Thread: Preserving order through an inner join

Preserving order through an inner join

From
Kevin Jardine
Date:
I have a query structured like this:

SELECT stuff FROM
(SELECT more stuff FROM
table1
ORDER BY field1) AS q1
INNER JOIN table2 ON ( ... )

and have found that the INNER JOIN is ignoring the order set for q1.

The final results are not ordered by field1.

This works for other databases (eg. MySQL and Sqllite3) but not PostgreSQL.

I would really like to support PostgreSQL but this ordering problem is stopping me from doing so.
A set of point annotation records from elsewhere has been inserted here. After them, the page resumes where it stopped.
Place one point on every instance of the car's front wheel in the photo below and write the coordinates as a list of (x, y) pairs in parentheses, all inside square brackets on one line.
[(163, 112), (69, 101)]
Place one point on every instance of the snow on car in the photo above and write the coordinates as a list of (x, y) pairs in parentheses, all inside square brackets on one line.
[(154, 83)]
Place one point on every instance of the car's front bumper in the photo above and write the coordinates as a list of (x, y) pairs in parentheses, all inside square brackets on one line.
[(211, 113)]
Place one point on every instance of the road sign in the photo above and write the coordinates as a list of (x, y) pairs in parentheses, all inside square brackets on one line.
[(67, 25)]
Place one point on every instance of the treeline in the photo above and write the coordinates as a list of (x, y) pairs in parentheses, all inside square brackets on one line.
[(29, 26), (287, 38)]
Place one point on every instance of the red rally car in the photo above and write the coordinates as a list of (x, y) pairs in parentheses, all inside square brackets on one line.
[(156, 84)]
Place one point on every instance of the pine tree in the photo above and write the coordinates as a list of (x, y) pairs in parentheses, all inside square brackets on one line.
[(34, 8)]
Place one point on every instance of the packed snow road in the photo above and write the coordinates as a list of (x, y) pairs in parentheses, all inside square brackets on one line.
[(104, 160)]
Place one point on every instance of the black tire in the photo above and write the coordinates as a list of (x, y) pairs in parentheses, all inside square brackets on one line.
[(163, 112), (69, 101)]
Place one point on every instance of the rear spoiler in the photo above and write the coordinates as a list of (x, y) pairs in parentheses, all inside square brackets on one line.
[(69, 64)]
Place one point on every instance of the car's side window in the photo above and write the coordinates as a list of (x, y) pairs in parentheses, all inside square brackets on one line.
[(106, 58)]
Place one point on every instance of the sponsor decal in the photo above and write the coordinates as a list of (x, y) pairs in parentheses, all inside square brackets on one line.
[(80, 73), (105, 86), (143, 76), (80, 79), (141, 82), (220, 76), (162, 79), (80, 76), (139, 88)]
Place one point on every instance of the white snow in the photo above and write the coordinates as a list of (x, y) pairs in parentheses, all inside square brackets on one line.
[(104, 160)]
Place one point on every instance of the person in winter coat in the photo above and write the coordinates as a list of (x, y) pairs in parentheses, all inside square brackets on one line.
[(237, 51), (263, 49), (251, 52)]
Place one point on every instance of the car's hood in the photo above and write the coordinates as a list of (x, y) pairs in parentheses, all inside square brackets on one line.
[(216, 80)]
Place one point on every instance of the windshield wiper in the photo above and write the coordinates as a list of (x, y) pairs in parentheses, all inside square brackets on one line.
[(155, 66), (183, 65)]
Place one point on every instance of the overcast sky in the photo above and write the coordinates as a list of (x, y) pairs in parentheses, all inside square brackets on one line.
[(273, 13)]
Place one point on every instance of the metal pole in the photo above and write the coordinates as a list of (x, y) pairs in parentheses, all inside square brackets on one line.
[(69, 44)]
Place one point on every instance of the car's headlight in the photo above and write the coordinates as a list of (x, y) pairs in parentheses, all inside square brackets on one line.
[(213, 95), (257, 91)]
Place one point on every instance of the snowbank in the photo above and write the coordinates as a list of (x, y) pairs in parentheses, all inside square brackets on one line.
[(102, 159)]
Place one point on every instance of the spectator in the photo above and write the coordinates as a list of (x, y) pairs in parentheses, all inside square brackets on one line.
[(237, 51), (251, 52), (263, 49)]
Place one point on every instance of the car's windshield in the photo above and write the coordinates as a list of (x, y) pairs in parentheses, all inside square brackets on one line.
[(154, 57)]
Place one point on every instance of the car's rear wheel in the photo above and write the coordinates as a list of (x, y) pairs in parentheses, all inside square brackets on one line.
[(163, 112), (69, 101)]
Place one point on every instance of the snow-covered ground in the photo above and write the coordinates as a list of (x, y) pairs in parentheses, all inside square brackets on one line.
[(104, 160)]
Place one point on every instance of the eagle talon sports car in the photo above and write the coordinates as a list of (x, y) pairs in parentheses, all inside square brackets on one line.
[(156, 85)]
I can make some small changes to the query structure as long as it works for the other DBs as well. Moving the ORDER BY
outsideq1 would be a large amount of work, however (these queries are generated by a program), so I am hoping that
thereis a simpler solution. 

Any suggestions for getting this to work?

Kevin




Re: Preserving order through an inner join

From
Pavel Stehule
Date:
Hello

2010/9/26 Kevin Jardine <kevinjardine@yahoo.com>:
> I have a query structured like this:
>
> SELECT stuff FROM
> (SELECT more stuff FROM
> table1
> ORDER BY field1) AS q1
> INNER JOIN table2 ON ( ... )
>
> and have found that the INNER JOIN is ignoring the order set for q1.
>

you can block a hash join that cannot to protect order. But it can be
very contra-productive - this method of JOIN is the most faster.
SQLite or MySQL are too simple and doesn't provide some more
sophisticated constructs. Principally your query is wrong - the real
order is based on final ORDER BY. It's probable, so your queries will
stop working (on SQLite or MySQL) in future, when these databases will
be more mature.

Regards

Pavel Stehule

> The final results are not ordered by field1.
>
> This works for other databases (eg. MySQL and Sqllite3) but not PostgreSQL.
>
> I would really like to support PostgreSQL but this ordering problem is stopping me from doing so.
>
> I can make some small changes to the query structure as long as it works for the other DBs as well. Moving the ORDER
BYoutside q1 would be a large amount of work, however (these queries are generated by a program), so I am hoping that
thereis a simpler solution. 
>
> Any suggestions for getting this to work?
>
> Kevin
>
>
>
>
> --
> Sent via pgsql-general mailing list (pgsql-general@postgresql.org)
> To make changes to your subscription:
> http://www.postgresql.org/mailpref/pgsql-general
>

Re: Preserving order through an inner join

From
Kevin Jardine
Date:
Hi Pavel,

I'm not really interested in a "my database is better than your database" discussion.

I want to know how to preserve the order. As I said, moving the ORDER BY out of the subquery would be a lot of work.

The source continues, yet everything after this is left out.